L’élargissement du droit à la prescription des substituts nicotiniques (médecins du travail, kinésithérapeutes, sages-femmes et IDE depuis 2016) est un levier pour aider les patients, rappelle Sébastien Fleury, sage-femme coordinateur et tabacologue au CHU de Toulouse. « L'accès gratuit aux substituts nicotinique améliore la prise en charge mais ils ne sont pas assez prescrits », explique-t-il au Quotidien. Le manque de formation au sevrage tabagique est un frein supplémentaire. « Les soignants sont démunis face aux patients.

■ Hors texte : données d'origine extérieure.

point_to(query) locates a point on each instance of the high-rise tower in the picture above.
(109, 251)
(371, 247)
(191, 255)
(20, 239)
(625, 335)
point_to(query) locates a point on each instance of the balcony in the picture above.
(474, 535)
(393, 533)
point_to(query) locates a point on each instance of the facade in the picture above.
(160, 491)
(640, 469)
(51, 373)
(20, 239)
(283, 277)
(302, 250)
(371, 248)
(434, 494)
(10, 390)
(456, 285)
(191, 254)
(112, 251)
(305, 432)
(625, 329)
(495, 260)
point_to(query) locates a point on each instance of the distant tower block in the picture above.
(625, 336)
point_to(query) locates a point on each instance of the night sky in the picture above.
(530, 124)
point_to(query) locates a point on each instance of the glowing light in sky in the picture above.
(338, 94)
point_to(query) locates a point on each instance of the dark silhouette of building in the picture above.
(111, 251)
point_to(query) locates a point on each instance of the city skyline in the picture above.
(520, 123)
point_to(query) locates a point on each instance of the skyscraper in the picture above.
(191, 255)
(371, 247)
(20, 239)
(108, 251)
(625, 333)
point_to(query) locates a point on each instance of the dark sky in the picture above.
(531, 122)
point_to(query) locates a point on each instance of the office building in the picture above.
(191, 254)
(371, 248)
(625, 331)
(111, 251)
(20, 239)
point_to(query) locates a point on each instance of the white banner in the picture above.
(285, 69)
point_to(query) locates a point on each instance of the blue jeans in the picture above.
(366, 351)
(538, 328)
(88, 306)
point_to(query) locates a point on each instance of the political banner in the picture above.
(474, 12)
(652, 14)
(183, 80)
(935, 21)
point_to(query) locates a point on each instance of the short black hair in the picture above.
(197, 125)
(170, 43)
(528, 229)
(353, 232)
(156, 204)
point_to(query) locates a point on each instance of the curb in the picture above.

Mieux formés, ils prescriraient davantage », alerte Sébastien Fleury, membre de la Société française de tabacologie.

De nouvelles stratégies marketing du tabac pour les jeunes

E-cigarettes, tabac chauffé, produits aromatisés… l’industrie du tabac ne manque pas de stratégies pour attirer les enfants et les jeunes adultes vers le tabagisme. En 2022, 37 millions d’adolescents de 13 à 15 ans consomment du tabac sous toutes ses formes. L’Organisation mondiale de la santé (OMS) appelle à « protéger les jeunes de l’ingérence de l’industrie du tabac » dans un nouveau rapport.

Alors que la majorité des adultes fumeurs sont dépendants avant 21 ans, la prévention auprès des adolescents est primordiale pour réduire la consommation de tabac dans la population générale. « Les industries ciblent activement les écoles, les enfants et les jeunes avec de nouveaux produits qui sont essentiellement un piège saveur bonbon », explique Tedros Adhanom Ghebreyesus, directeur général de l’OMS.

Des stratégies nationales sont à mettre en place pour lutter contre la désinformation sur les réseaux sociaux, si la France veut atteindre son objectif de première génération d’adultes non-fumeurs d’ici à 2032.